About the Artist
Zaneta is an interdisciplinary sound artist and spirit medium whose work addresses climate care from the sacred, internal, and local experience.
Drawing from the work of their lola sa tuhód (great-grandmother) as a hilot healer in Iloilo, Philippines, Zaneta’s work invites communities to explore their personal connection to local wilderness and how we cultivate a relationship of care with our home ecology.
Weaving local field recordings, environmental studies, sound art, community story gathering, ritual, and channeled sound, Zaneta creates experiences of deep communion with the more than human world. Experiences that evolve into deeper explorations of ecological belonging and personal stewardship through ongoing community exchanges between land and people.
Their work also examines how listening and sounding as inherently relational and reciprocal experiences, are essential social practices that not only raise awareness of our close connections to non-human kin, but cultivate a unique sense of empathy and interconnectedness that is foundational to stewardship, and ultimately plays a vital role in environmental futures.

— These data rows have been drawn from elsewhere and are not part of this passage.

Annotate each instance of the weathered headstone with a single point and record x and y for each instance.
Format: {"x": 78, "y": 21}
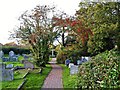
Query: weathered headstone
{"x": 6, "y": 74}
{"x": 79, "y": 62}
{"x": 26, "y": 57}
{"x": 28, "y": 64}
{"x": 73, "y": 69}
{"x": 2, "y": 66}
{"x": 70, "y": 64}
{"x": 13, "y": 59}
{"x": 1, "y": 54}
{"x": 5, "y": 59}
{"x": 9, "y": 66}
{"x": 11, "y": 53}
{"x": 67, "y": 62}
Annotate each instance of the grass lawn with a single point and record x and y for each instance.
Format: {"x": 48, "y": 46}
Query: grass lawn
{"x": 18, "y": 74}
{"x": 36, "y": 80}
{"x": 11, "y": 85}
{"x": 68, "y": 80}
{"x": 14, "y": 63}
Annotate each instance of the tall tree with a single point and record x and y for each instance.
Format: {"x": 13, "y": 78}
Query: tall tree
{"x": 36, "y": 28}
{"x": 103, "y": 19}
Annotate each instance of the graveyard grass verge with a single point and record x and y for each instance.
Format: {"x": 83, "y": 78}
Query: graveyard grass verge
{"x": 18, "y": 79}
{"x": 35, "y": 80}
{"x": 67, "y": 79}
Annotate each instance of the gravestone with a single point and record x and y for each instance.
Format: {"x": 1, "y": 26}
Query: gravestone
{"x": 79, "y": 62}
{"x": 9, "y": 66}
{"x": 2, "y": 66}
{"x": 26, "y": 57}
{"x": 1, "y": 54}
{"x": 13, "y": 59}
{"x": 28, "y": 64}
{"x": 11, "y": 53}
{"x": 73, "y": 69}
{"x": 5, "y": 59}
{"x": 70, "y": 64}
{"x": 6, "y": 74}
{"x": 67, "y": 62}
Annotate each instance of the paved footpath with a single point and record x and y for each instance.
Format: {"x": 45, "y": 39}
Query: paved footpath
{"x": 54, "y": 79}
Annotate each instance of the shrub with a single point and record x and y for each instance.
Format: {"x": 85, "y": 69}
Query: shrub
{"x": 101, "y": 72}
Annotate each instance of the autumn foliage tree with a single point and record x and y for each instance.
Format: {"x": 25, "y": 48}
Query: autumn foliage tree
{"x": 36, "y": 29}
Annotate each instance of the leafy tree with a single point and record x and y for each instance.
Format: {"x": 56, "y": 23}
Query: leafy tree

Zaneta’s work has been presented in spaces such as the Brooklyn Museum, Los Angeles Natural History Museum, the Climate Imaginarium on Governor’s Island, and featured on WKNY Radio Kingston.
Their past projects Sacred Seasons (2020) and Where Land Meets Sky: Geophonic Transmissions for the Body (2022), were awarded the Brooklyn Arts Council grants.
Zaneta currently serves as the inaugural, environmental artist-in-residence at Marydell Faith and Life Center at Hook Mountain in Nyack, NY.
Their upcoming project, Invitations from the Land: the Zena Highwoods (2025), was created in partnership with the Woodstock Land Conservancy and in collaboration with the Zena Highwoods, and will be premiering on Wave Farm streaming December 21, 2025.
To learn more about follow them on IG @soundartmagic, or listen to their sound Substack, Moon Pool.
Art Witch and
Readings
Zaneta is the host of the Art Witch podcast, where creativity, magic, and healing align for personal and collective liberation.
On the podcast, they interview artists who weave spiritual practices into their artwork and explore modalities such as ritual, mediumship, magic, and tarot in the creative process.
Past interviews have included Sophie Strand, Amanda Yates-Garcia, Edgar Fabian Frias, Eliza Swann, Maria Minnis, and more.
As a spirit medium, they specialize in reading for creatives of all modalities and levels of experience, helping people to thrive in their soul’s work. Readings combine psychic, mediumship, channeling, and journeying, along with their 33 years as an artist, 20 years as an arts educator, and 12 years in the arts education non-profit world.
Their teachers include the human and more-than-human beings who have deeply influenced their work: Steve Sykes, Eaton Canyon, Hook Mountain, the River that Flows Both Ways, Sugar Maple, their Lola Sa Tuhód Isabella, Starhawk, Lenny Strobel, JL Umipig, Eliza Swann, Mary Oliver, and Willa White.
Percussion and Arts Education
As an intergenerational multi-percussionist, Zaneta’s work has been featured at the Brooklyn Museum, Walt Disney Concert Hall, Los Angeles Museum of Natural History, and on national television with Alicia Keys and America’s Got Talent.
In 2016, they served as director of music for Art Slope, a 10-day multi-arts festival in conjunction with Park Slope Civic Council, where they curated over 90 musical performances in over 75 venues including the Brooklyn Public Library and Prospect Park.
They have served as Director of Music Education for Inner Arts Initiative, a Brooklyn-based non-profit that promotes creative empowerment and self-expression for personal and collective well-being through educational and performance programming.
With 20 years experience as an arts educator, Zaneta has facilitated workshops for the Brooklyn Museum, taught for programs such as Girls Inc, Girls Rock Philly, the Leadership Program, and the GO project. They specialize in listening, sound art, percussion, decolonizing music ed, and creative empowerment. Their educational work firmly supports students to self-determine their art and reframe music education through the lens of decolonization, and center authenticity and creative joy.
Their educational writing has appeared in publications such as Tom Tom magazine and cited on NPR.